Dün Çanakkale ruhunun tesiriyle Seyit Onbaşı’nın 276 kiloluk top mermisini sırtladığı yerde bugün gencecik mühendislerimiz 36 ton kalkış kapasitesine sahip Milli Muharip Uçağımız KAAN’ı maharetle omuzlayıp göklere kanatlandırıyor. Yine dün Müstecib Onbaşı’nın Çanakkale’de birçok denizaltıyı boğazın azgın sularına gömüşüne nazire edercesine bugün savunma sanayi kuruluşlarımız ele ele vererek savaş gemileri, firkateynler, denizaltılar, torpidolar ve her türlü insanlı-insansız deniz aracını üretiyor.
Dünyanın en pahalı toprakları bizim topraklarımızdır.
Çünkü bu toprakların her karışı ecdadımızın kanlarıyla sulanmıştır.

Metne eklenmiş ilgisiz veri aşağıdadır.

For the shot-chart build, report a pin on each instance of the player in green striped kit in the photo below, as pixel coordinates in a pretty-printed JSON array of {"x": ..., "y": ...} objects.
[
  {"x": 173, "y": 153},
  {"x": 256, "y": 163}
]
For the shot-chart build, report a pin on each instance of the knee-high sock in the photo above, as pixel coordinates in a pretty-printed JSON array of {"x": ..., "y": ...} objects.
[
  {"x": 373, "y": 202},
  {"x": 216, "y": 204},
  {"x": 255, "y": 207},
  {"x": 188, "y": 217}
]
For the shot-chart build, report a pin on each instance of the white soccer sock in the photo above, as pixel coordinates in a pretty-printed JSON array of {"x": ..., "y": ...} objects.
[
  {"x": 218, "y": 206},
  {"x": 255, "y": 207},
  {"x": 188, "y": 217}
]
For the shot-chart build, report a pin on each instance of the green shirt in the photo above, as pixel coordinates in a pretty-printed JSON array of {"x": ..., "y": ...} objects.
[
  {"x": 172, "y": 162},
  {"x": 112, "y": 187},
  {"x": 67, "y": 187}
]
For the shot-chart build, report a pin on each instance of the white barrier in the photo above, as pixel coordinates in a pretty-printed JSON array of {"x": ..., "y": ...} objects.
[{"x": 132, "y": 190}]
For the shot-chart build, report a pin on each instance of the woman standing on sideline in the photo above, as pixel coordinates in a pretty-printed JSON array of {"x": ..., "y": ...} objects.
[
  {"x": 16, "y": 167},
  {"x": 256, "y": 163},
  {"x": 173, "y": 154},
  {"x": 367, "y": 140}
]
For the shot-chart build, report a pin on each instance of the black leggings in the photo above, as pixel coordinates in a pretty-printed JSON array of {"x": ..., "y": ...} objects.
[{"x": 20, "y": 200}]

Ve şehitlerimiz bu topraklar için canlarını mallarını, gözlerini kırpmadan feda etmişlerdir. Bu yüzden Çanakkale”de her Türk vatandaşından bir parça vardır. Hiç hatırdan çıkarmamalı ki geçmişini unutan milletler dağılmaya ve parçalanmaya mahkûmdur. Birlik ve beraberlik içinde olan milletlere gelince, onlara hiçbir güç boyun eğdiremez.
Bugün hem Çanakkale’nin hem de milletimizin ortak duygusunu terennüm eden yeniden diriliş ve var oluş belgesi olan İstiklal Marşı’mızın işaret ettiği ruhla Terörsüz Türkiye”nin temelleri atılıyor, tam bağımsız yarınların kaldırım taşları döşeniyor.

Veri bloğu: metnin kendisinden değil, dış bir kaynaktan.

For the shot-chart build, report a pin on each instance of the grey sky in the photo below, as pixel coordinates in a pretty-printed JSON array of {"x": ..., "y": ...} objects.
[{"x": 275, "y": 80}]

İstiklal Marşı bizim için milletimizin öz benliğini, değerlerini, yüceliklerini, güzelliklerini dile getiren milli bir yemindir adeta. Bu marşta tarihimizin, medeniyet ve milletimizin binlerce yıllık hafızası canlı tutulmuş, geleceğe dair hedef ve umutlarımız gür bir sedayla dile getirilmiştir. Milletimizin tarihin en trajik günlerini yaşadığı, korku ile ümit ve ümitsizliğin, zafer ile sevincin ve hüznün birbirine karıştığı yeis günlerinde “Korkma” diye haykıran yiğit bir sesin bugüne ulaşan yankısıyla güçlü yarınlar için korkmadan önemli adımlar atılmakta, pek çok alanda geleceğe dair umutlar yeşertilmektedir.
Ülkemizin bütün renklerinin sırt sırta vererek kazandığı Çanakkale Zaferi ile bu aziz milletin ölüm-kalım çağının özgürlük ve kahramanlık destanı olan İstiklal Marşımızın gür ışığı önümüzü aydınlatmaya devam ediyor.
Bugün Çanakkale ve Kurtuluş Savaşı’nda omuz omuza vererek kahramanlık destanı olduğu kadar birlik ve beraberlik destanı da yazan Giresun’dan, Elazığ’dan, Van’dan, Yozgat’tan, Şanlı Urfa’dan, Erzurum’dan ve ülkenin her bir vilayetinden evlatlarımız şehitliklerimizde kucak kucağa yatıyorlar. Tarihin kırılma noktalarında bu zaferleri birbirimize kenetlenerek elde ettik.
Eğer yarınları da yeni zaferlerle taçlandırmak istiyorsak bu ruhu diri tutmaktan başka çaremiz yok.